Stop dumping dredge waste in Long Island Sound

The Long Island Sound. Credit: Joseph D. Sullivan
Long Island Sound has been making a comeback. Slow and hard-won progress has begun to reverse years of degradation. The recovery is fragile, and there still is a long way to go, but the incredible sight on Christmas Day of a pod of more than 100 dolphins frolicking in the Sound between Port Jefferson and Bridgeport, Connecticut, is evidence that things are getting better.
But now the federal Army Corps of Engineers threatens to make progress more difficult. It has finalized a plan to allow the continued dumping of 53 million cubic yards of dredge spoils from Connecticut into the Sound over the next 30 years. This comes after protests against the preliminary plan last summer by two New York State agencies and a galaxy of state and federal elected officials and environmentalists. It’s a bad plan and it must be stopped.
Yes, Connecticut’s harbors and rivers must be dredged regularly for marine traffic. But some of that muck, which has been dumped at four sites in the Sound, is toxic. The rest consumes oxygen, blocks sunlight and kills organisms on the Sound’s floor.
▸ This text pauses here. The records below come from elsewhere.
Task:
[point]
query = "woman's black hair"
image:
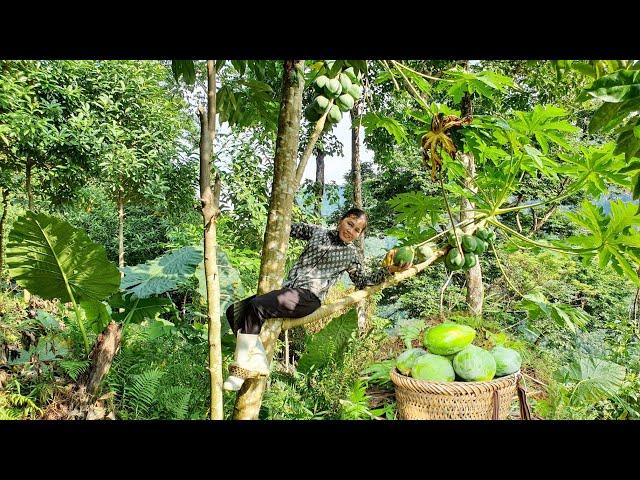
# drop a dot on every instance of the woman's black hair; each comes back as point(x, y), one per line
point(358, 213)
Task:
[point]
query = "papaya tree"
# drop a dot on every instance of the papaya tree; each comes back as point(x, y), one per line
point(226, 103)
point(288, 172)
point(542, 143)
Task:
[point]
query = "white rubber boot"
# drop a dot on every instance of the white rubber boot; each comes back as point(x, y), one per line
point(250, 361)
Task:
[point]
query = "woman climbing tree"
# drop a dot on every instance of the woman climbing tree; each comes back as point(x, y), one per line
point(327, 255)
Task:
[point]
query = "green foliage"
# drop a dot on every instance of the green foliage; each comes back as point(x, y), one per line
point(371, 121)
point(146, 229)
point(592, 379)
point(141, 392)
point(74, 368)
point(408, 329)
point(356, 405)
point(138, 309)
point(330, 343)
point(231, 288)
point(537, 305)
point(484, 83)
point(96, 314)
point(380, 372)
point(162, 274)
point(184, 68)
point(175, 400)
point(615, 235)
point(54, 260)
point(15, 406)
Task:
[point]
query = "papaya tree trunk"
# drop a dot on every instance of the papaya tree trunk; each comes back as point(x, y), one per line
point(210, 202)
point(319, 185)
point(5, 207)
point(356, 178)
point(121, 230)
point(475, 287)
point(102, 353)
point(284, 186)
point(28, 183)
point(25, 293)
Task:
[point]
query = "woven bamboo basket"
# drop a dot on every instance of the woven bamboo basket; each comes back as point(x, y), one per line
point(424, 400)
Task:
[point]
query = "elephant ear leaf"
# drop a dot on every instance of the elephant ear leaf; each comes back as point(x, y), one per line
point(53, 259)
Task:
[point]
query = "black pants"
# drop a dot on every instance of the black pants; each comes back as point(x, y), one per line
point(249, 314)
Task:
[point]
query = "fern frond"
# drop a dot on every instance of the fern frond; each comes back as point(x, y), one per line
point(74, 368)
point(140, 393)
point(175, 400)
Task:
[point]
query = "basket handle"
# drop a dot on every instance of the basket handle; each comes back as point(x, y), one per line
point(525, 411)
point(496, 406)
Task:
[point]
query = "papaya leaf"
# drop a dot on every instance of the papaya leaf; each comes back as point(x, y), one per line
point(592, 379)
point(485, 83)
point(414, 209)
point(138, 309)
point(616, 87)
point(628, 142)
point(53, 259)
point(162, 274)
point(603, 115)
point(372, 121)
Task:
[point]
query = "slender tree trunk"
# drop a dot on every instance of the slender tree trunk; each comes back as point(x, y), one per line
point(540, 222)
point(475, 288)
point(121, 230)
point(210, 201)
point(5, 207)
point(319, 185)
point(356, 177)
point(285, 184)
point(28, 184)
point(26, 295)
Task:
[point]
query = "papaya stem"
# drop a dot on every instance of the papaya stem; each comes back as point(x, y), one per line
point(446, 202)
point(504, 274)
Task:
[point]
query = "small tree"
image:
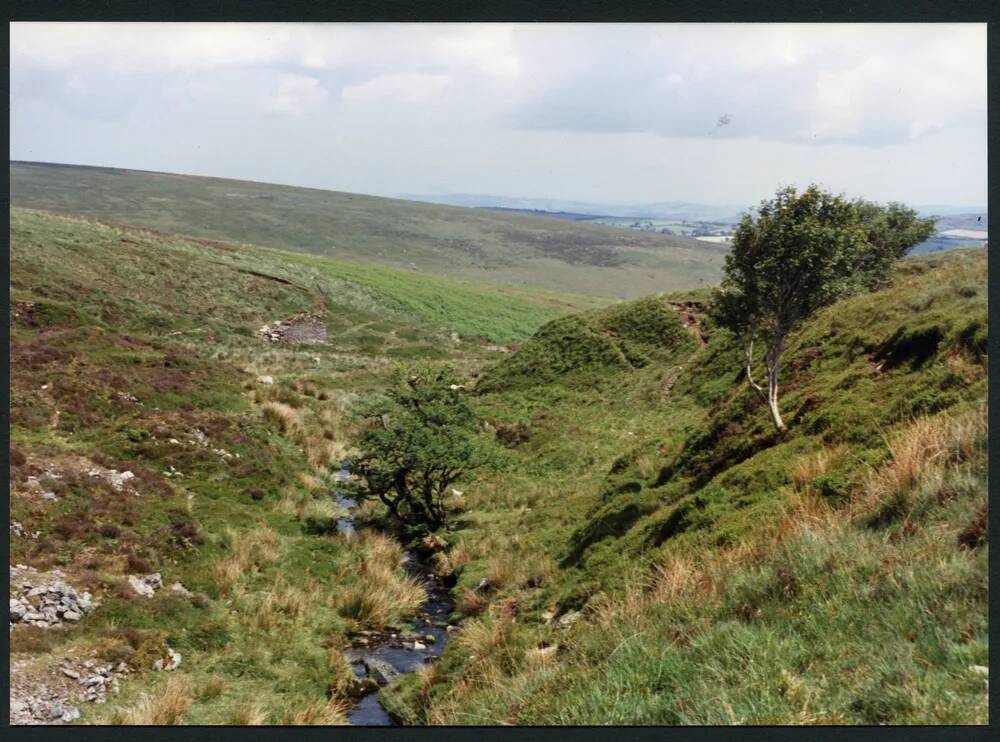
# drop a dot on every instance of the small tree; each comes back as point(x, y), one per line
point(798, 254)
point(418, 440)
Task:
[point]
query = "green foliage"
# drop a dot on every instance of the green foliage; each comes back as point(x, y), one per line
point(579, 349)
point(503, 249)
point(802, 252)
point(418, 440)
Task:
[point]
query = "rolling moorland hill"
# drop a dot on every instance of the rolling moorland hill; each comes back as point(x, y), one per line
point(655, 554)
point(652, 552)
point(510, 249)
point(154, 429)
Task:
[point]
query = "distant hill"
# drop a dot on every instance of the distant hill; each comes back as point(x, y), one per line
point(503, 248)
point(683, 210)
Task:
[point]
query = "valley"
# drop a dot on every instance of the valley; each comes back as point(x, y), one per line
point(644, 551)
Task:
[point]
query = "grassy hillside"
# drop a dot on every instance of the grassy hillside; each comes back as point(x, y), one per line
point(471, 243)
point(655, 554)
point(138, 352)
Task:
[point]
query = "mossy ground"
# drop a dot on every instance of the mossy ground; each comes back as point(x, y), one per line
point(138, 351)
point(727, 575)
point(723, 574)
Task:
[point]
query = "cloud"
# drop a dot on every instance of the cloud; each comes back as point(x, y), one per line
point(619, 111)
point(295, 94)
point(863, 85)
point(405, 87)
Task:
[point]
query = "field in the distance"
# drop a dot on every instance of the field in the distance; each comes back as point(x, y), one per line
point(503, 248)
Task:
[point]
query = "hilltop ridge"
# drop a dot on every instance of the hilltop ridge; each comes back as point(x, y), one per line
point(509, 249)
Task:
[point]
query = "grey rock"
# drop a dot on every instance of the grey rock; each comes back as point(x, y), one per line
point(380, 671)
point(141, 586)
point(569, 619)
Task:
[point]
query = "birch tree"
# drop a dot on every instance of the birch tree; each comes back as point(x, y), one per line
point(798, 253)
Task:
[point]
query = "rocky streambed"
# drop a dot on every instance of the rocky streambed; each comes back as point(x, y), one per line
point(379, 657)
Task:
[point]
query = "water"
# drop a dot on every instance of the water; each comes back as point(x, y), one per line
point(392, 648)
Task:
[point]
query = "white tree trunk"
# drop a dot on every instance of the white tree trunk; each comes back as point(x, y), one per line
point(774, 361)
point(749, 355)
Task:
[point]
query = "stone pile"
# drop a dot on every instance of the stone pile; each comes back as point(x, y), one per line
point(45, 604)
point(97, 680)
point(301, 328)
point(146, 585)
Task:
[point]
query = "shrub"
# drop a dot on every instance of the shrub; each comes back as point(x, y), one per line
point(419, 439)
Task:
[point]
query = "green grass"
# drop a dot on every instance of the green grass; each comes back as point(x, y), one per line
point(125, 345)
point(477, 244)
point(725, 575)
point(807, 606)
point(159, 283)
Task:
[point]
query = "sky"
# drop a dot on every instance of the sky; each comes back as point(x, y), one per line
point(709, 113)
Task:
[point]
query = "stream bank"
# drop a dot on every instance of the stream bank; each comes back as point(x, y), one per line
point(381, 656)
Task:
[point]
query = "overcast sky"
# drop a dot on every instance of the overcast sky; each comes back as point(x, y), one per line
point(698, 112)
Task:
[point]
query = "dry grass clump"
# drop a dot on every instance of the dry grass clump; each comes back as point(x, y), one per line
point(248, 714)
point(213, 687)
point(283, 602)
point(165, 709)
point(382, 592)
point(921, 455)
point(286, 417)
point(318, 714)
point(248, 550)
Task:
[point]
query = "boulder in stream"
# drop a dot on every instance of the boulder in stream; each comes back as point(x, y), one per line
point(380, 671)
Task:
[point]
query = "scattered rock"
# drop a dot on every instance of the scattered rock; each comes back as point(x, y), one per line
point(432, 542)
point(47, 603)
point(300, 328)
point(146, 585)
point(569, 619)
point(380, 671)
point(180, 589)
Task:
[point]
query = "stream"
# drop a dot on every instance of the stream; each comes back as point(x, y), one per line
point(375, 648)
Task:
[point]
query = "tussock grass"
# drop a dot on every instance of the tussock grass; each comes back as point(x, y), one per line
point(168, 707)
point(249, 714)
point(286, 417)
point(248, 550)
point(382, 593)
point(921, 455)
point(318, 713)
point(213, 687)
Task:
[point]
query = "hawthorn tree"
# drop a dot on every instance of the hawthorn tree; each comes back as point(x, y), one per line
point(801, 252)
point(417, 440)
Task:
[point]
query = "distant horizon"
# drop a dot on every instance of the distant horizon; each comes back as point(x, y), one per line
point(606, 113)
point(954, 208)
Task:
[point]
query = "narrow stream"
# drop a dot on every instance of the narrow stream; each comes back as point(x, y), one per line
point(428, 628)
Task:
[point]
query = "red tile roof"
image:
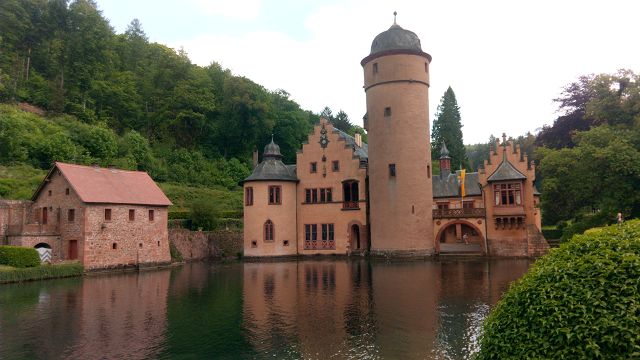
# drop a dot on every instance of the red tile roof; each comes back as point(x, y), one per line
point(101, 185)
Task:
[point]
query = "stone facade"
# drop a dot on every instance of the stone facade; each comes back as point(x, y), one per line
point(99, 235)
point(400, 208)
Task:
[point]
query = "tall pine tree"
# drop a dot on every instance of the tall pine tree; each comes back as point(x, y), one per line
point(447, 128)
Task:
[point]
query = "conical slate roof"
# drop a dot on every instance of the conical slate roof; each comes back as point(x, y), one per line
point(272, 167)
point(396, 38)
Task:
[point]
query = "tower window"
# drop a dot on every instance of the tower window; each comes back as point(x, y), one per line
point(248, 196)
point(275, 197)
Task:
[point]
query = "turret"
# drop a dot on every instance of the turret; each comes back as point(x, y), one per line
point(396, 82)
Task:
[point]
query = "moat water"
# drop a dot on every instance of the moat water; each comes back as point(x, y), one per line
point(312, 309)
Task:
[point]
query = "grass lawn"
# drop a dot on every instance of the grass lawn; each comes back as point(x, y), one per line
point(10, 274)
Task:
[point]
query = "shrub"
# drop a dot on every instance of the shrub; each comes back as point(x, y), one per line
point(19, 256)
point(581, 300)
point(41, 272)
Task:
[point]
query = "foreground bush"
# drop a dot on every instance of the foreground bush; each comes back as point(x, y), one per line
point(580, 301)
point(46, 271)
point(17, 256)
When dumping permits were set to expire 10 years ago, then-Gov. George Pataki blocked a similar plan and New York, Connecticut, the Army Corps and the Environmental Protection Agency agreed the Corps should devise a plan with alternatives to dumping. Alternatives exist: Toxic materials can be sent to hazardous-waste landfills, and other dredged material can be used to restore wetlands and cap landfills, as happened in Jamaica Bay and Staten Island. The Corps says those options are too expensive. But so is the price tag of degrading the body of water that is an economic generator for the region and one of its principal playgrounds.
New York’s Department of State, which governs the coast, says this proposal does not meet the goal to reduce or eliminate dumping, and it continues to negotiate with the Corps. If talks fail to produce a solution, the department must stop the plan — on its own or by asking the state attorney general to sue the Army Corps. Whatever is takes.